While all of this new iron is interesting, what matters is how it is different from using existing machinery. Let's take Hadoop as an example, then database processing, and then web serving.
In the past, Dell would have recommended that customers use its PowerEdge R710 or R720 rack servers, which have two Xeon E5 processors and sixteen 2.5-inch drives, for Hadoop cluster nodes. With these 2U machines, you can get 20 nodes in a rack. Shift to the FX2 setup, which pairs four of the quarter-width FC430 compute nodes with two FD332 storage nodes, and you can get a total of 80 compute nodes in the rack. In that above example, using 14-core Haswell Xeon E5s in both types of machines, the FX2 setup has twice the disk density, at 640 drives per rack, and four times the compute density, at 2,240 cores per rack. And here is the important bit: Dell is promising that customers will pay "zero premium for density."
The database example is an online retailer that has to refresh its database servers to run the new Oracle 12c relational database. The can go with a bunch of PowerEdge R620 rack servers using the Haswell Xeon E5 chips, which can process around 160,000 new orders per minute at a cost of 39 cents per new order per minute. Or they can use the new FC630 server nodes and marry it to Dell's Fluid Cache for SAN caching software and the in-node SSDs. This allows for the performance to be boosted such that an FX2 setup can process 1 million new orders per minute (a factor of 6.3X more work) at 26 cents per new order per minute, a 40 percent reduction in cost. (Dell is not supplying the underlying configurations for these comparisons, which would have been useful. We have asked to see them.)

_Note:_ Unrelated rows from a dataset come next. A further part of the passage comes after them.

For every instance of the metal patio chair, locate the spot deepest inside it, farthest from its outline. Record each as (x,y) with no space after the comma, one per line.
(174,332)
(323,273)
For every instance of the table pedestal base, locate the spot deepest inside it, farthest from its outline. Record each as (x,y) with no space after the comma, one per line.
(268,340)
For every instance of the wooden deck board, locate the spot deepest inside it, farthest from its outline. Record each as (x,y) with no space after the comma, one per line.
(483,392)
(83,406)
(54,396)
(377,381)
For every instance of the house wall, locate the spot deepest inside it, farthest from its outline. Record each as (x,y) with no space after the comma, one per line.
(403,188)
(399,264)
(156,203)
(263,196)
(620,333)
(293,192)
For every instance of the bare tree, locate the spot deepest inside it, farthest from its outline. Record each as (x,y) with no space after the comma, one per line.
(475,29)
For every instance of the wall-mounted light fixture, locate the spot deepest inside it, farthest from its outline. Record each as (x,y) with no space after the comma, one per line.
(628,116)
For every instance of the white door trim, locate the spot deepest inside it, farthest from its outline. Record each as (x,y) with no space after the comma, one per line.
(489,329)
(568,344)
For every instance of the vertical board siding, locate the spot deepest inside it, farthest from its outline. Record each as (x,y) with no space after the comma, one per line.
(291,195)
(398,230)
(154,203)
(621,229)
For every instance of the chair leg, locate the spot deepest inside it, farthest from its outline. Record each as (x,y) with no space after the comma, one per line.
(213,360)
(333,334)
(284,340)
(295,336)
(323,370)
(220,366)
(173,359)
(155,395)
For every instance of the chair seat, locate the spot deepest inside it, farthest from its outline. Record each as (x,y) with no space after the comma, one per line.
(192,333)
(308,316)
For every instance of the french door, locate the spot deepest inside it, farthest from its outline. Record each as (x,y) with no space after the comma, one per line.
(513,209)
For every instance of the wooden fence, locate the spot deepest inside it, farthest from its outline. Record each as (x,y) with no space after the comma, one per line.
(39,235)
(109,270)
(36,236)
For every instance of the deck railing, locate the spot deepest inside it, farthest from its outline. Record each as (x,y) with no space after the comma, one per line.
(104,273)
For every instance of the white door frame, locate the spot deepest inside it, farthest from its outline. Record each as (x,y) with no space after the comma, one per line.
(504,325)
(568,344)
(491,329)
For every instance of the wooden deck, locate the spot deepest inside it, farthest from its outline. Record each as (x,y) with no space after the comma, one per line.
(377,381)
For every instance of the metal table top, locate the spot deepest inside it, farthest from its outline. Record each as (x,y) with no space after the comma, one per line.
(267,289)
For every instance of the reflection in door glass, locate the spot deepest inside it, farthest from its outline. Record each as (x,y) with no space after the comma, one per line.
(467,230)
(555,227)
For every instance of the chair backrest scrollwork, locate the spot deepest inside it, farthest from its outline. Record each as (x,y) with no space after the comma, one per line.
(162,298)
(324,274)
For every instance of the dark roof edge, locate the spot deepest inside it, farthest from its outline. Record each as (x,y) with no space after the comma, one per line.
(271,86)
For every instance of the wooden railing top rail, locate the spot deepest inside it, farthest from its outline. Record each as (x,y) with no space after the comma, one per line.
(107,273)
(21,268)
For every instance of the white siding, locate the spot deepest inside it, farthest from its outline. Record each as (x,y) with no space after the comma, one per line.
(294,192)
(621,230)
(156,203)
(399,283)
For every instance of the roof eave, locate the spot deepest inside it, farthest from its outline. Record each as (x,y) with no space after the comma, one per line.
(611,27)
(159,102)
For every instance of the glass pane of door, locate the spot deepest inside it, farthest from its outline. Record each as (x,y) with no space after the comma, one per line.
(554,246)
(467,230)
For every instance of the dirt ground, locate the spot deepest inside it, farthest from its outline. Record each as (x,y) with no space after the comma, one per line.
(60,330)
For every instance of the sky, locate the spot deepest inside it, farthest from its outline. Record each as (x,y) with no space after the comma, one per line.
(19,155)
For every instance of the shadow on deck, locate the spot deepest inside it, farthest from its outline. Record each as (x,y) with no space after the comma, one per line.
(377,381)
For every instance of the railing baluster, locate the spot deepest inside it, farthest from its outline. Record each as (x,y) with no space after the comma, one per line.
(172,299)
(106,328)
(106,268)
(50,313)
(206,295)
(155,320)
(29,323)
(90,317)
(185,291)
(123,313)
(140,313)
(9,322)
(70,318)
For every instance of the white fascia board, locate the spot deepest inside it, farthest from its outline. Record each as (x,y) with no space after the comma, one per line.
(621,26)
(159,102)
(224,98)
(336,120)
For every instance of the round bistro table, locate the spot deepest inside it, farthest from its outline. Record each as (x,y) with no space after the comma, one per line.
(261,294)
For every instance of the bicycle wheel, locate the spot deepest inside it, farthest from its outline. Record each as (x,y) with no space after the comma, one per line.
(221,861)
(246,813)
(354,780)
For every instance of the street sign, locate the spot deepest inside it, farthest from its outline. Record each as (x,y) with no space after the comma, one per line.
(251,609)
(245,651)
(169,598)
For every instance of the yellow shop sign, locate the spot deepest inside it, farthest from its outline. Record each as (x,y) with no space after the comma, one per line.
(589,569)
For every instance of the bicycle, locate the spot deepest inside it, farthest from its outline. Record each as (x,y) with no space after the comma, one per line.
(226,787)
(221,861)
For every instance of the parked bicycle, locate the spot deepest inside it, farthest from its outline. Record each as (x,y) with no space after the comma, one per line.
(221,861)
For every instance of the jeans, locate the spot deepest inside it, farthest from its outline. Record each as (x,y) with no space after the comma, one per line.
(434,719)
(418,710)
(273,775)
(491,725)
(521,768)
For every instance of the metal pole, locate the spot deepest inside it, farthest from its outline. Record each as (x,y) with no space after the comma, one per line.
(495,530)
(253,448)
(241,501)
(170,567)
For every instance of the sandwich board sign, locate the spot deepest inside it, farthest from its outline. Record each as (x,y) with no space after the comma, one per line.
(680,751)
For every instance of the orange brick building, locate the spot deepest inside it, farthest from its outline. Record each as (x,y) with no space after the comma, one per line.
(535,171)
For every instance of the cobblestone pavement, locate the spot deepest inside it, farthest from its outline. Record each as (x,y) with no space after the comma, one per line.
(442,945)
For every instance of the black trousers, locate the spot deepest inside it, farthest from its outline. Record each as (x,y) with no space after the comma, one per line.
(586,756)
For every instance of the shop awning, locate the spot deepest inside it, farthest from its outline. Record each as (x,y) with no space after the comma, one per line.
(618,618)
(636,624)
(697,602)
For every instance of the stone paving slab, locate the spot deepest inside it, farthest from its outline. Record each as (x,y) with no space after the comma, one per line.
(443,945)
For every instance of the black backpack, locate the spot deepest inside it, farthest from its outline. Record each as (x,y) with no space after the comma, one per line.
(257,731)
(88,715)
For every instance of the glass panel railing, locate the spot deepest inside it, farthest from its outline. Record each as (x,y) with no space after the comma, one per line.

For the web serving example, Dell pit rival Hewlett-Packard's ProLiant DL320p minimalist rack servers at a web hosting company against the FX2 machines using the Avoton nodes. The ProLiants were configured with "Sandy Bridge" Xeon E5 processors, 40 to a rack, and to refresh the machines to the Haswell generation would cost $1,060 per node. (This seems pretty cheap to us.) But by moving to the FX2s with the Avoton processors, the web hoster could cram 320 web servers into a rack instead of 40 and do so for $955 per node. That price difference of $105 per node may not seem like a lot, unless you are in the hosting business living on razor thin margins.